« Nous n’avons pas peur de faire face à un gouvernement fasciste »
(Brasilia, 24 octobre 2018) A moins d’une semaine d’une journée électorale mémorable pour l’Amérique latine, les mouvements sociaux brésiliens redoublent d’efforts pour empêcher qu’un projet ouvertement fasciste ne s’impose dans les urnes. Dans cette interview, Alexandre Conceição (photo), dirigeant national du Mouvement des Travailleurs Sans Terre, analyse les raisons du « phénomène Bolsonaro » et explique comment la plus grande organisation populaire du continent est prête à faire face à un éventuel gouvernement d’extrême droite: ” Nous avons résisté aux coups, aux gouvernements dictatoriaux, gouvernements néolibéraux et nous résisterons sûrement à un gouvernement fasciste s’il accède au pouvoir.”
Texte: Noda (par Lucio Garriga et Gerardo Szalkowicz)
Comment se passe la campagne?
– Nous sommes dans une campagne très forte où les ennemis de la classe ouvrière et d’un continent libre d’Amérique latine sont ensemble dans la candidature fasciste de Bolsonaro. Le pouvoir économique, le pouvoir judiciaire et le pouvoir des médias le soutiennent ouvertement. Et maintenant, nous vivons également une cyberguerre via les réseaux sociaux, en particulier dans WhatsApp, une très forte campagne de mensonges contre nos candidats. Si nous pouvions nous débarrasser des réseaux sociaux pendant deux jours, Bolsonaro coulerait complètement, car il ne donne pas d’interviews et ne participe pas aux débats politiques, c’est sa stratégie.
Cette campagne instaure la haine et la violence en promettant que le gouvernement résoudra les problèmes de corruption. C’est la dimension de la candidature à laquelle nous devons faire face. Haddad après moins de 40 jours de campagne et partant de 4 points d’intention de vote, en compte maintenant près de 42 points, donc huit pour atteindre 50%. Ils essaient de faire de Bolsonaro un mythe, mais rien n’est mythique, c’est un monstre qui abandonnera la souveraineté nationale.
Comment analysez-vous le « phénomène Bolsonaro »?
-Bolsonaro est la consolidation du coup d’Etat à travers une candidature fasciste basée sur une campagne qui promeut la haine, la violence et la misogynie. Son projet politique et économique est de livrer les richesses naturelles et la privatisation de tous nos biens et de toutes nos sociétés nationales. D’où son soutien aux capitaux étrangers, en particulier aux entreprises américaines.

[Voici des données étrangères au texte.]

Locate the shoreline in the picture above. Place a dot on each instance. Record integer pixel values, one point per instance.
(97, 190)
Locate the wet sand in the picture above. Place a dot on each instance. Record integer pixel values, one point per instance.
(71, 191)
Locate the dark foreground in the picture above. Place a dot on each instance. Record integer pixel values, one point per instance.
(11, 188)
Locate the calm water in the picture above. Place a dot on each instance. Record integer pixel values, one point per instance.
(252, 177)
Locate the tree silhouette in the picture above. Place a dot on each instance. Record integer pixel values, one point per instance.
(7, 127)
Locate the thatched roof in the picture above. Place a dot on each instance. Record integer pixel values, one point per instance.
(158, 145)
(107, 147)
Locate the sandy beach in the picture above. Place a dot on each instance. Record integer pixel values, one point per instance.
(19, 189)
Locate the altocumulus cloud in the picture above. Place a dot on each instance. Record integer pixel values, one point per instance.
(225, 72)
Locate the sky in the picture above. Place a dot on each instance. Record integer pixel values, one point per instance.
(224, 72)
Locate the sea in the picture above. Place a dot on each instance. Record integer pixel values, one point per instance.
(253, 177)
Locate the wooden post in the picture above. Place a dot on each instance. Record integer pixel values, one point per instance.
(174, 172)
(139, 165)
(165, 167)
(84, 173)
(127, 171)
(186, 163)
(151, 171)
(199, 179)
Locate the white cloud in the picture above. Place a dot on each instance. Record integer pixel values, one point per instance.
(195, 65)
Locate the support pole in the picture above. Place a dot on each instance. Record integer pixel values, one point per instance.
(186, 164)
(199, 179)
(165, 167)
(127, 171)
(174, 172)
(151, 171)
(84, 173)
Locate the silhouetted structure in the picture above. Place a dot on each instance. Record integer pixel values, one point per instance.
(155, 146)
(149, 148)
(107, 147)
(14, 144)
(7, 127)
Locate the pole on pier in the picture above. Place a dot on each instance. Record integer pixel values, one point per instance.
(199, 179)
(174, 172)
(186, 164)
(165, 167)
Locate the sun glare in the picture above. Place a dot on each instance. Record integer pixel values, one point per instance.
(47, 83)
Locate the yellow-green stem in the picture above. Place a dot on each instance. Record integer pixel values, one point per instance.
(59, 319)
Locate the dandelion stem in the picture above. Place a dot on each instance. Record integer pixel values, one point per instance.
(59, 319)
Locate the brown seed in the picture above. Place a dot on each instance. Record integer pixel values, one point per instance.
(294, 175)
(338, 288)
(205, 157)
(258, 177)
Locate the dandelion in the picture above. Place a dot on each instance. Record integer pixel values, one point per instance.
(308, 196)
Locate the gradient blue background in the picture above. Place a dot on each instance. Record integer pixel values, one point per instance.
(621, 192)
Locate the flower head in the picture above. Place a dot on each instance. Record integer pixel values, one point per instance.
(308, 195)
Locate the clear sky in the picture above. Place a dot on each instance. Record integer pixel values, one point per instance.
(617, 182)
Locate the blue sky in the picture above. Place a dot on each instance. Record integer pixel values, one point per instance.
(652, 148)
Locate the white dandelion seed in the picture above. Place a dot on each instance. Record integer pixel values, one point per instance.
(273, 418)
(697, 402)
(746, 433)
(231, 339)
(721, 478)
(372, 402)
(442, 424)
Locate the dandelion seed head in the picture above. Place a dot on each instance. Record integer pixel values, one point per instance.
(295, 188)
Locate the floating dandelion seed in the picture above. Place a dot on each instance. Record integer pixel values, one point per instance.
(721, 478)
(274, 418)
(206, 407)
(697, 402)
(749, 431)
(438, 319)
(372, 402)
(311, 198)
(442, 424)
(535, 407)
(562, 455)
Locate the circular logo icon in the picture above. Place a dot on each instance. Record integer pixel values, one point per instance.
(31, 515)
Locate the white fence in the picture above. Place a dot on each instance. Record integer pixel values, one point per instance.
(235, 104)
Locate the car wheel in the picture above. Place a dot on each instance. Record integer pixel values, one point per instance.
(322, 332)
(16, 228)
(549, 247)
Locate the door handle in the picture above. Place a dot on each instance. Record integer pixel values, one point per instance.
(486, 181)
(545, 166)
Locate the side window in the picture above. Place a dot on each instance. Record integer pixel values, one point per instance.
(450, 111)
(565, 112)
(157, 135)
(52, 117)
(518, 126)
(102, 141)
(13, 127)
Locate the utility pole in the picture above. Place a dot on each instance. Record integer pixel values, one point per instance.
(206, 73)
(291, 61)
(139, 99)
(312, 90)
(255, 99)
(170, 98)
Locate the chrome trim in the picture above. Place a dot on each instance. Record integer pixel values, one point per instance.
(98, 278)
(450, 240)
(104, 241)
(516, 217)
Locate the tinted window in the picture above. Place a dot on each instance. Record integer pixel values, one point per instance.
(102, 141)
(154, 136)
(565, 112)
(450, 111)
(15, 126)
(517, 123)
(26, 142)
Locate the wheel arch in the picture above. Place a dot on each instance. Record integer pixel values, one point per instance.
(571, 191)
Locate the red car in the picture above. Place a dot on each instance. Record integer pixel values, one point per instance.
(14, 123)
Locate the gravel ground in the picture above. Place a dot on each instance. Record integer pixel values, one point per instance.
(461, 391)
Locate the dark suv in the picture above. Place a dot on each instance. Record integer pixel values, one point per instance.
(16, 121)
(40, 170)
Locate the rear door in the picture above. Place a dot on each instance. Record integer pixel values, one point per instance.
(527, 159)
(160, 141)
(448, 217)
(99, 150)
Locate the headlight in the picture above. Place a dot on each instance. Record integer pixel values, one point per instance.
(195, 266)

Les églises évangéliques ont-elles influencé l’ascension de Bolsonaro?
-Les églises évangéliques font également partie de cet ensemble de forces réactionnaires, à travers leurs pasteurs qui ne pensent qu’en termes d’argent et non de religion. Ils ont joué un rôle très important contre la démocratie, pour la défense de « la famille », de la propriété privée et pour lutter contre la violence avec davantage de violence. Les églises évangéliques ont joué un rôle fondamental pour que le candidat fasciste continue de progresser, en particulier dans les quartiers pauvres. Mais il faut dire que ce n’est pas toute l’église évangélique, il y a beaucoup de pasteurs qui sont avec la démocratie et soutiennent Haddad.
Comment vous préparez-vous à un éventuel gouvernement de Bolsonaro, compte tenu de leurs menaces contre le mouvement des sans terre?
– La situation sera très difficile car ils encourageront davantage la violence à travers les milices, les attaques des médias et la criminalisation. Nous avons résisté aux coups, aux gouvernements dictatoriaux, aux gouvernements néolibéraux et certainement, nous résisterons à un gouvernement fasciste s’il accéde au pouvoir. Nous devons réadapter la sécurité et notre stratégie pour continuer à occuper des terres, mais également à produire des aliments tout en veillant à la protection de la vie, de l’environnement et des territoires de la réforme agraire. Nous espérons également avoir beaucoup de solidarité de la part de l’Amérique latine et du monde entier. Je me souviens du coup d’État au Honduras de 2009 et d’une chanson de résistance hondurienne qui disait « ils ont peur parce que nous n’avons pas peur ». Nous n’avons pas peur de faire face à un gouvernement fasciste.